Paris is a special place, a city the world associates with romance, culture, good times and the fine things of life. Isis (Islamic State), an entity all the world associates with savagery, supposedly in the name of religion, will relish every anguished and angry word written or spoken about its Friday night rampage in Paris. Its statement yesterday claimed the targets had been carefully chosen: the Stade de France during a football match between "crusader nations" France and Germany, a theatre "where hundreds of idolaters gathered for a concert of prostitution and vice", plus restaurants and nightlife in three districts.

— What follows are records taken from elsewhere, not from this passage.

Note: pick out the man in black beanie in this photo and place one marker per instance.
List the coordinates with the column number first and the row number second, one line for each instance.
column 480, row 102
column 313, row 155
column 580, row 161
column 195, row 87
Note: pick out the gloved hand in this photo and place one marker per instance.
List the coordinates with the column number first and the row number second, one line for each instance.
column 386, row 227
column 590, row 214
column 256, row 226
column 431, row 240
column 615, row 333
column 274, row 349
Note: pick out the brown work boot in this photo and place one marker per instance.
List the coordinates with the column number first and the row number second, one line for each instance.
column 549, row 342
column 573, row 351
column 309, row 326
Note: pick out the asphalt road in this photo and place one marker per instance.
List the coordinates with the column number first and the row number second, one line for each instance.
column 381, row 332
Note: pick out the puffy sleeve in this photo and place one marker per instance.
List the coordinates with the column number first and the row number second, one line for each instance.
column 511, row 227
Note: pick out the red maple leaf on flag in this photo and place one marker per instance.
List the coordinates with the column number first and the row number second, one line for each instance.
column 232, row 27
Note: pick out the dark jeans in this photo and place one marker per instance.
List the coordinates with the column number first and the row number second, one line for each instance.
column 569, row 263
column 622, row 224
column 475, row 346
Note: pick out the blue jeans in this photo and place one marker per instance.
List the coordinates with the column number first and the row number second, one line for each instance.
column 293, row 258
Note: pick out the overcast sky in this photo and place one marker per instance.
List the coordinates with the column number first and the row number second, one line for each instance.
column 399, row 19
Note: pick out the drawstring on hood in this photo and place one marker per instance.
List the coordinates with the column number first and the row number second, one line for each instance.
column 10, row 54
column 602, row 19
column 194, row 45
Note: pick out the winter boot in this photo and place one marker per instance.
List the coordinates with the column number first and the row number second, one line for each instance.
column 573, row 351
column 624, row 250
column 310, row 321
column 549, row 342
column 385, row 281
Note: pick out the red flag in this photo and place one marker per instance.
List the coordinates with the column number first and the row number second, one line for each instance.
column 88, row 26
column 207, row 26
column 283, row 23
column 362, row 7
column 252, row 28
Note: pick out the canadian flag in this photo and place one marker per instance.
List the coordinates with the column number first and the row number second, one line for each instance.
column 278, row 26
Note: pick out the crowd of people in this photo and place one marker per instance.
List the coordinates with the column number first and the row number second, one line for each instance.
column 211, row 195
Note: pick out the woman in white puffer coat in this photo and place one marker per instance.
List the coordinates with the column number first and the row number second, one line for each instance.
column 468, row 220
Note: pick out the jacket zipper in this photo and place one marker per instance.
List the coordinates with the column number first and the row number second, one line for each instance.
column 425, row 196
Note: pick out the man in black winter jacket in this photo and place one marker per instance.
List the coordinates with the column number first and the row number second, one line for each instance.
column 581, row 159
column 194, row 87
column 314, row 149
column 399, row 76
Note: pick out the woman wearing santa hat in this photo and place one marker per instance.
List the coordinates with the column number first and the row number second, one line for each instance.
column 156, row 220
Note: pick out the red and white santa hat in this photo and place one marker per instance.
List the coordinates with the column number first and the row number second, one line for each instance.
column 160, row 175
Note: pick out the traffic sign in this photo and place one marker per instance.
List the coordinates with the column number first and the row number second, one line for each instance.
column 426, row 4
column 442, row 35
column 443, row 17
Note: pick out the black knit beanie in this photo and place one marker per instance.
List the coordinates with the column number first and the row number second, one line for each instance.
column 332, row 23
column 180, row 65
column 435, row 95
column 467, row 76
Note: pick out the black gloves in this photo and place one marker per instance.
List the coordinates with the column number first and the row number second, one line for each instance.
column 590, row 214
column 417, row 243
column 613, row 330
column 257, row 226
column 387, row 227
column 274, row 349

It was all carried out, they say, by "eight brothers" equipped with assault rifles and suicide vests, in retaliation for France's participation in the war against their "caliphate" in Iraq and Syria. The caliphate has not been doing so well of late. Western air assistance has enabled Kurd and Shia militias to contain the expansion it needs for credibility on its own religious terms. Russia's air strikes in Syria, though targeted more broadly at enemies of the Assad regime, must be hurting Isis. Hence its downing of a Russian airliner over Sinai two weeks ago.
That was followed last week with a double suicide bombing in Beirut, killing 41 people. Isis' admission of responsibility for the Paris attack warns there will be more. It is a message all countries involved in the conflicts in Syria and Iraq will be taking seriously. Airlines and airports have been reviewing their security after what happened over Sinai. Likewise, the horror that Paris has experienced could happen in any city anywhere, including here.
It is not yet confirmed where all the gunmen in Paris came from, though one or two are thought to have entered Europe as refugees in the recent wave. But, sadly, they would not need to have come from the war zone. This sick, savage cult that claims Islamic justification is said to have an appeal to the misanthropes and malcontents who can be found in all societies at any time.